L'une des plus importantes chaînes de librairies britanniques, Waterstone, a réagi à l'annonce d'Amazon sur le ton de l'humour en lançant un soi-disant service de livraison de livres par hiboux qui prendra "beaucoup d'année à mettre en place parce qu'il est difficile de dresser des hiboux".
Jeff Bezos assure, lui, être sérieux. Mais il ne promet pas, pour autant, des drones livreurs qui remplaceraient dès cette année le Père Noël. Il précise que son projet n’en est encore qu’à la phase de recherche et développement et qu’il faudra probablement attendre 2018 au plus tôt pour mettre la machine de drones livreurs en ordre de marche.
L’obstacle principal n’est pas tant technologique. “Techniquement, ce n’est pas inconcevable”, reconnaît ainsi Benjamin Michel.

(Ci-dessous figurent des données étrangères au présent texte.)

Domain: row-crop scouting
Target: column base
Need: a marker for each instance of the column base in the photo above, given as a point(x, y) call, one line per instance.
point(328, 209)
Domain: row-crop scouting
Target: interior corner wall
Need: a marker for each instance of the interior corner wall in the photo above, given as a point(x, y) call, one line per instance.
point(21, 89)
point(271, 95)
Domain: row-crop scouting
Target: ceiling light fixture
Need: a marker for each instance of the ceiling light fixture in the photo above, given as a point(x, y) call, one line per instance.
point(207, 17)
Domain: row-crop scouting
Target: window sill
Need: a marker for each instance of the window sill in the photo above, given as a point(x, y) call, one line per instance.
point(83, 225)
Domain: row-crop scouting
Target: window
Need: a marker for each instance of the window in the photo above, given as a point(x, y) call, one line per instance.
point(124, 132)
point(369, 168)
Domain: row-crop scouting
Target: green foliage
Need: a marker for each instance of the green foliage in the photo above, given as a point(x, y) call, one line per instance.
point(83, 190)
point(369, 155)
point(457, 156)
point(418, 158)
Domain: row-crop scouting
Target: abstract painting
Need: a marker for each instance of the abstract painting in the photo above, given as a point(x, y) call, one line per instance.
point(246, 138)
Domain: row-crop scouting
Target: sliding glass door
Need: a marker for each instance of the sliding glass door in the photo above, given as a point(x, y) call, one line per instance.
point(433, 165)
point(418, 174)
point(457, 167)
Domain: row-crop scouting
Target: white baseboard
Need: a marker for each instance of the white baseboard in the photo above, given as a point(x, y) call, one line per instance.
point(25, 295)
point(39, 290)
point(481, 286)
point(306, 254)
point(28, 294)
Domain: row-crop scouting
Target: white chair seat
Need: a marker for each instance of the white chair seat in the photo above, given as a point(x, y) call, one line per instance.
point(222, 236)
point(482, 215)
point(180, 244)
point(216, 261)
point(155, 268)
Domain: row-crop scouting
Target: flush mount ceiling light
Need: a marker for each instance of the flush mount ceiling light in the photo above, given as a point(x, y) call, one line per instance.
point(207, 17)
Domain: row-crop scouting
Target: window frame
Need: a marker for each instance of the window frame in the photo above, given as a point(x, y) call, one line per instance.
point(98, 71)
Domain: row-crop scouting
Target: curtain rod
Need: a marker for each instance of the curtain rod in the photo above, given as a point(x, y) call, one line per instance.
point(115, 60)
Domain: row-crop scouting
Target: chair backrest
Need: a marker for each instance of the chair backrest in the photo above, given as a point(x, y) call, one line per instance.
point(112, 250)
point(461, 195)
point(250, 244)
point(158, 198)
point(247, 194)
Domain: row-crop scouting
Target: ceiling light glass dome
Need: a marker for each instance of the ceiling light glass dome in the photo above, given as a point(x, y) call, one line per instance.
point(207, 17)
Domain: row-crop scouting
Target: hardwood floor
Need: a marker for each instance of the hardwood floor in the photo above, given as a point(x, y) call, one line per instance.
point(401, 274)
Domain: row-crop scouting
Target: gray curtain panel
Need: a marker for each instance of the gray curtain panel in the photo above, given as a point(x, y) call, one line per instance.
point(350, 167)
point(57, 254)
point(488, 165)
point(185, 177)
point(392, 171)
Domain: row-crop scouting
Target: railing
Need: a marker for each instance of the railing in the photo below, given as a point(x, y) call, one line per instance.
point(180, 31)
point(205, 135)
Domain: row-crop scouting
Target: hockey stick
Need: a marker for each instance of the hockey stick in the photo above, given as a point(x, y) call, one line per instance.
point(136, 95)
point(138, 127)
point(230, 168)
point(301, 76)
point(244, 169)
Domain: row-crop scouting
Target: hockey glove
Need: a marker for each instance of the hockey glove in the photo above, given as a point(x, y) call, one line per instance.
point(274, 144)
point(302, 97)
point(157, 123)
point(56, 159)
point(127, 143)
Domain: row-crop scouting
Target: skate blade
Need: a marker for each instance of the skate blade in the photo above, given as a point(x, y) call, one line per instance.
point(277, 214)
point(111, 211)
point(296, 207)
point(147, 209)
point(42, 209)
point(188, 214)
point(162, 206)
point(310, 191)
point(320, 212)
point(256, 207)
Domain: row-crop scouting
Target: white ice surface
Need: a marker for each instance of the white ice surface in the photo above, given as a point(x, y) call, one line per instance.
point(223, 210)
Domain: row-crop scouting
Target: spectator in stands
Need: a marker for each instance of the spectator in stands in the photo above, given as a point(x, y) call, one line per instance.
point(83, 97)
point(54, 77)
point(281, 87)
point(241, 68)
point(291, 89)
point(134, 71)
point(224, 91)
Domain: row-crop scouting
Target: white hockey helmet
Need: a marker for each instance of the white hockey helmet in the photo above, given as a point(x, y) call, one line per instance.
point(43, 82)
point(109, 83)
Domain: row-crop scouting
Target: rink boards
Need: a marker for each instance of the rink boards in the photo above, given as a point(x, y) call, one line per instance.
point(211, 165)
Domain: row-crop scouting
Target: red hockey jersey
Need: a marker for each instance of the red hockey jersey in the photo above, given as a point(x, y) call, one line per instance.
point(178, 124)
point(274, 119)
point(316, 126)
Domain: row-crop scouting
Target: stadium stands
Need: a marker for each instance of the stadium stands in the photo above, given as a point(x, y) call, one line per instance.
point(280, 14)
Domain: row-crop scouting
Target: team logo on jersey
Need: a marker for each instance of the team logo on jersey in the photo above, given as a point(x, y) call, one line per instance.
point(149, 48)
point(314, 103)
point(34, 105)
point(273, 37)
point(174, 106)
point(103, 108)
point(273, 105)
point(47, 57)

Le seul hic, à ses yeux, vient de l’autonomie du drone. “Pour transporter des paquets d’environ 2,3 kg, il faudra utiliser des engins d’environ 8 kg qui, en l’état actuel des connaissances, ont une autonomie de vol de 10 à 20 minutes”, précise cet expert. Autant pour la promesse de Jeff Bezos d’assurer les livraisons en 30 minutes. Mais avec davantage de recherches, passer à des drones plus autonomes peut paraître envisageable.
Là où le bat blesse bien davantage c’est pour l’aspect opérationnel et sécuritaire. “Comment ces drones vont-ils éviter tous les obstacles comme les lignes à haute tension, les oiseaux, dans des zones densément peuplées?”, s’interroge Emmanuel de Maistre. Pour lui, c’est tout simplement impossible et très dangereux : “Un tel engin de 8 kg qui tombe du ciel peut être mortel”. Sans compter, rappelle-t-il, qu’il n’est actuellement pas possible de faire voler ces petits drones civils en cas de mauvais temps. De quoi réduire l’intérêt de ces livreurs mécaniques pour les fêtes de fin d’année.
Plusieurs dizaine de milliers d’euros par drone
Autant de soucis logistiques qui expliquent pourquoi les législations sont, de par le monde, aussi frileuses à l’égard de l’utilisation commerciale de drones civiles. “Il n’y a pas de réglementation de ce secteur actuellement aux États-Unis, ce qui fait qu’aucun opérateur de drone civile n’existe pour l’instant sur le sol américain”, rappelle Emmanuel de Maistre. La FAA (Federal Aviation Administration) s’est fixée comme objectif de délivrer les premiers permis à partir de 2015. Un calendrier jugé optimiste par beaucoup : “Il va falloir que tous les opérateurs acceptent, alors, de se plier aux mêmes règles de sécurité et de procédure qui sont en vigueur pour les industriels du secteur de l’aéronautique, ce qui n’est pas gagné”, précise Emmanuel de Maistre.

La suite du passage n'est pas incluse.